Goliath at Six Flags New England featured a new train by Premier Rides (different from the originals built by Vekoma). This train had four-across seating, similar to Bolliger & Mabillard's inverted roller coasters. The new train design was chosen in an attempt to make the lines in the station less complicated to navigate and also to give the ride a higher capacity.

===Experience===
The ride begins when the train slowly backs out of the station and up the vertical lift, pulled by a catch car. Once reaching the top of the lift, with riders facing straight down, and their legs dangling in the air, the train is released and zooms through the station heading into a 110 ft tall boomerang. This element contains two of the three inversions found on the ride going forward. After twisting through the Boomerang, riders then go through a 102 ft tall vertical loop which crosses over the station and hit the second vertical tower of the ride. A catch car there pulls the train up the second vertical tower, this time with riders facing the sky.

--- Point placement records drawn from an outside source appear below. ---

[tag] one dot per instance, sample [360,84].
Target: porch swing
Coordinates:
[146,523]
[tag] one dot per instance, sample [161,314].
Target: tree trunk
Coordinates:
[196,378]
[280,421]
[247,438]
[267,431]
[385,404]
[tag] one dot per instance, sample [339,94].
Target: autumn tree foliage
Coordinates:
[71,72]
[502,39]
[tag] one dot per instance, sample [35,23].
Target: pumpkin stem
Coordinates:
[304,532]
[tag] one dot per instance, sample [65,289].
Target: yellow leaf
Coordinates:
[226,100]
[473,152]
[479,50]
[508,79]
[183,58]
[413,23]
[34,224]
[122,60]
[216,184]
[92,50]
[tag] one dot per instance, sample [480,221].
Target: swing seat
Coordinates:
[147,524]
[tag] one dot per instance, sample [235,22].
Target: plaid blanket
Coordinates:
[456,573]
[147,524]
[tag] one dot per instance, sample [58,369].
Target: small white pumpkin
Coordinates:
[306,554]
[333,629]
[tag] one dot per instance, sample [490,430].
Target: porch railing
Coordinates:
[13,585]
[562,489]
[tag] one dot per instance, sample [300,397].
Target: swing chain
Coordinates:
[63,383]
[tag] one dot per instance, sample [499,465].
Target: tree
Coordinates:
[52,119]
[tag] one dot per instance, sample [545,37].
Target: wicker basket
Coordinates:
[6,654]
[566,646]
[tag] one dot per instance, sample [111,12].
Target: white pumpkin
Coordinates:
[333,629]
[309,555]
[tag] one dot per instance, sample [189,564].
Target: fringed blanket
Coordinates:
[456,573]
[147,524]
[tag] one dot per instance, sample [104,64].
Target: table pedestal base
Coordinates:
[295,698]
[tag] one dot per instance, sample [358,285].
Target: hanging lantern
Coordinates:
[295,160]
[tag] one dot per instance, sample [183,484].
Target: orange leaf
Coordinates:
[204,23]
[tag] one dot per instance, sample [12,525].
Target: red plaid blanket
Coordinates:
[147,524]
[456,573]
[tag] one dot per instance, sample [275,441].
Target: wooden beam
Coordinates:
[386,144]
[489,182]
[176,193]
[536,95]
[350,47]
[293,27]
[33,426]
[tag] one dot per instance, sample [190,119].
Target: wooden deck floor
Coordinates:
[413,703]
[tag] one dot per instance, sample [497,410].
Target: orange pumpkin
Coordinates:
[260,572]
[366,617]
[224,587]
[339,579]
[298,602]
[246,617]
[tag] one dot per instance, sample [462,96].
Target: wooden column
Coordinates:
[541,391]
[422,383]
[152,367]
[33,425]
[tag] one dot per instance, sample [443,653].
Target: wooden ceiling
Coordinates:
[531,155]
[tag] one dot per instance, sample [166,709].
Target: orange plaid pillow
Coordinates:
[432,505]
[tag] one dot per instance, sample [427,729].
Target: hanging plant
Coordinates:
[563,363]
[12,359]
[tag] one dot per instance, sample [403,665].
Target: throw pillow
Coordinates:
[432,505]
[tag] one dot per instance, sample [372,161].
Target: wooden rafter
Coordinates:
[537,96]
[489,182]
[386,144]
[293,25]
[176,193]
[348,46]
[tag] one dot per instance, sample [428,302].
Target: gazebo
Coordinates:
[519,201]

After the train reaches the top of the tower, it is released to cycle backward through the layout. The train then goes through the station and heads up the first vertical lift again, where it is caught once more by the catch car and then very slowly lowered back into the station.

==Ed Markey analysis==

After the announcement of Goliath on September 1, 2011, U.S. Representative Ed Markey, with S.I. Sheikh and A.B. Singhal from the Massachusetts General Hospital, told The Boston Herald: “Fixed-site amusement park rides like those at Six Flags New England are exempt from federal oversight due to a 30-year-old special-interest loophole. This means that even as these rides get faster and taller, safety rules remain stuck in a state-by-state patchwork that leaves riders vulnerable. Also, the jerky motions of these rides have been linked to small tears in arteries or a spike in blood pressure, but we aren’t sure if there is necessarily a cause-and-effect relationship.”